Consider this example where terminology switches back and forth in the instructions:

1. When a **customer** submits a new **ticket**, you must categorize it based on the product mentioned.

2. You should then provide the **user** with an estimated resolution time for their **case**.

3. Before escalating, always ask the **client** if they have any more details to add to the **inquiry**.

Any degree of ambiguity leads to unnecessary processing for the LLM. Don’t make your LLMs work harder than they have to!

💥 Dynamic context explosion

Dynamic context is any context that is injected into the prompt or message history at runtime. This might be context that is injected into the instruction prompt or it may be context that is returned by a tool call. If you’re not monitoring and regularly reviewing the rendered instruction and messages, then you have no idea if a massive amount of dynamic context is being dumped into the context window, exploding your token usage.

Consider an instruction prompt like this:

<recent_transactions>
{recent_transactions}
</recent_transactions>

<recent_page_visits>
{recent_page_visits}
<recent_page_visits>
...

How much data could be returned for the recent transactions or page visits? The only way to know is to monitor and look at the prompts! This is where limits, truncation, summarization, and compression become very useful safeguards.

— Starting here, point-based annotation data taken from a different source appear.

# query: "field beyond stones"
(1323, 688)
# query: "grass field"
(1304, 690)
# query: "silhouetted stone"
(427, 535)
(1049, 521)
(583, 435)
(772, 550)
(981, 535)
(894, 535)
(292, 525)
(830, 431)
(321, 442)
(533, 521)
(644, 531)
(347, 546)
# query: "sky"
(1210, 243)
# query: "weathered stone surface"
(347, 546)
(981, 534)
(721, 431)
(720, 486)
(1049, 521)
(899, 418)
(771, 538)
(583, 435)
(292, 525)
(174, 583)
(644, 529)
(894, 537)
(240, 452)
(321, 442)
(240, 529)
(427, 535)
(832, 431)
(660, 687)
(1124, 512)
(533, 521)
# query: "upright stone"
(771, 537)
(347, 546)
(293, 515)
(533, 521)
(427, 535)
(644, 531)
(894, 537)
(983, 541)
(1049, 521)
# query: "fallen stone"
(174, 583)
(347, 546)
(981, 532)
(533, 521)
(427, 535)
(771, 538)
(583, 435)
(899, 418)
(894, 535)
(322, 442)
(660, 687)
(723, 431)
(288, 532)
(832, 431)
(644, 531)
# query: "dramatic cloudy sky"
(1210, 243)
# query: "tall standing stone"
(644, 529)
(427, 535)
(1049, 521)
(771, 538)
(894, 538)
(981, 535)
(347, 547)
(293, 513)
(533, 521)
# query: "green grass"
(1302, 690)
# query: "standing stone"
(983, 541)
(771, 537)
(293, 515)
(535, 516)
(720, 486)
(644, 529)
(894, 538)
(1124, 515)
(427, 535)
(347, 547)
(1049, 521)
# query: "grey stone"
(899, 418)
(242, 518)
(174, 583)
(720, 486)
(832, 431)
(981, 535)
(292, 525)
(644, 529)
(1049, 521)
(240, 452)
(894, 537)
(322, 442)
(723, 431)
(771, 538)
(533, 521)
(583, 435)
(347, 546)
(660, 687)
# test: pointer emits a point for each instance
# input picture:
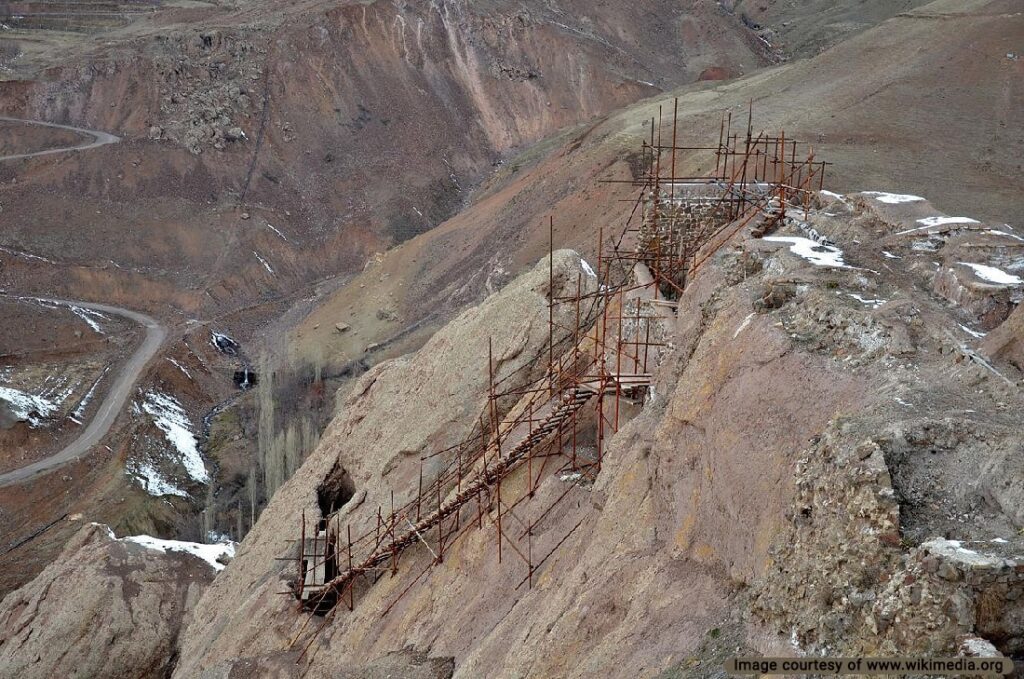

📈 Not monitoring token usage

Since context token windows are the most precious resource, not monitoring input & output token usage is one of the easiest ways to unknowingly introduce context rot. Token consumption should be monitored in aggregate and also across various dimensions so that you can spot trends and changes over time. Perhaps a new tool was introduced that has 100,000 token responses or the LLM gets caught in a doom loop where it’s repeating the same phrase over and over again. The only way to know is to monitor.

🗑️ Errors and junk context

Tools calls can fail for many reasons and their errors are often helpful to guide the LLM in how to succesfully make the next tool call. However, long, verbose errors can also pollute your context window. What’s even more common is “junk context” that might be returned from tool calls. Is a tool returning 10,000 log lines of the exact same content? Or is a RAG tool dumping volumes of completely unrelated documentation into the context window?

🎰 Few-shot example distribution

Few-shot examples are a great strategy for grounding LLMs in examples that represent your data. Keep in mind though that LLMs are probabilistic machines - the distribution of data they process will influence their output. Too many few-shot examples of one type, or a distribution of examples that doesn’t match your real-world data distribution, will lead the LLM in the wrong direction.

<instruction>
Classify the user's intent into one of these categories:
CHECK_BALANCE, MAKE_DEPOSIT, OPEN_ACCOUNT, OPEN_SUPPORT_TICKET
</instruction>

<examples>
User: I want to open a new checking account.
Intent: OPEN_ACCOUNT

User: How can I start a savings account with you?
Intent: OPEN_ACCOUNT

User: I need to deposit this check.
Intent: MAKE_DEPOSIT

User: I'd like to apply for a new account.
Intent: OPEN_ACCOUNT
</examples>

If your real-world distribution of intents is 75% account openings and 25% deposits this might make sense, but in general you should always balance out examples with the real-world distributions.

🧼 Preventing Context Rot

There are many small best practices that help to prevent context rot. They can be difficult to implement in one shot, but small steps towards broad adoption makes a big impact over time. These best practices include:

Prompt instruction reviews - make sure the team is reading the prompt instructions together
Prompt style guide - standardize any stylistic or formatting practices for the sake of consistency
Prompt tracing - look at rendered prompts, the outputs, and identify egrigious issues
Token analytics - gather analytics your token usage, tool usage, and any other dimensions that are important so you can see how tool, agent, and prompt changes affect your system across different dimensions.